Talking to Myself as Prayer

Hello friends. This holiday season, more than most, is a time of gratitude. The photo highlights my mom, Katie, who loved me all the way, myself, and my younger brother George. Who could have realized the fine people, animals and other creatures who blessed my life? I feel closer to them in old age. I honor my loved wife of 27 years, Peggy Herrman, as well. My fourth volume of poems, “Interbeing,” is a collection of writings about personal and earthly spirituality. I’d like to think I am writing in the spirit of Teilhard de Chardin, Mary Oliver, Anthony de Mello, Thich Nhat Hanh and many others. I thank my small group of Athens poets who meet weekly to share ideas on new poems (and old ones). I invite you to read more here on my website, and feel free to order my poetry books directly through PayPal. To you and your family and friends, gratitude all around.
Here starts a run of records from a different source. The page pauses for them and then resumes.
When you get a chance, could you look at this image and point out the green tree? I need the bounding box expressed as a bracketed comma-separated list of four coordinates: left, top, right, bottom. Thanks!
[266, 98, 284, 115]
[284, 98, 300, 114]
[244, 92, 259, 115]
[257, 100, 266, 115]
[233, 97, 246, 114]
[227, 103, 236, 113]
Thanks, Gene

“Talking to Myself as Prayer” (2008)

“Who are you talking to?” she asks.
“Myself, a great conversationalist,” I say,
partly miffed, partly to fend off
a call to the white-coat people.

Yet spending more time alone
in old age leads to a different grasp
of religion and evolution.

A wider scheme confirms
our outward focus from the cave—
fire to avoid, small animals that cuddle at night,
the shaman talking about a hunt for wild pigs,
the wooly mammoth spotted yesterday,
and the news on that wandering tribe.

For millennia few lived very long,
so spatial mind dominated the ages.
I’m here with coffee, the boss in his office,
kids at school, looking toward game day.

Religion falls into that groove
with the divine “out there” in church,
synagogue, mosque, temple, in
popes, preachers and collection plates,
in the up there, over there and even
down there for bad guys.

Few of us talk to ourselves any more
except a few oddball mystics and old guys
with time on our hands.

As I’m no longer saving the world
with grand gestures,
moving among myriad things,
a weird and scary God breaks
into my solitude and self-talking,

one immersed in every
suffering cosmic molecule.

Everything becomes God contending, coping,
expanding, laughing, praying, consoling.

In remaining days, I hope to be
more aware of this ultimate prayer
that envelops me as the universe itself.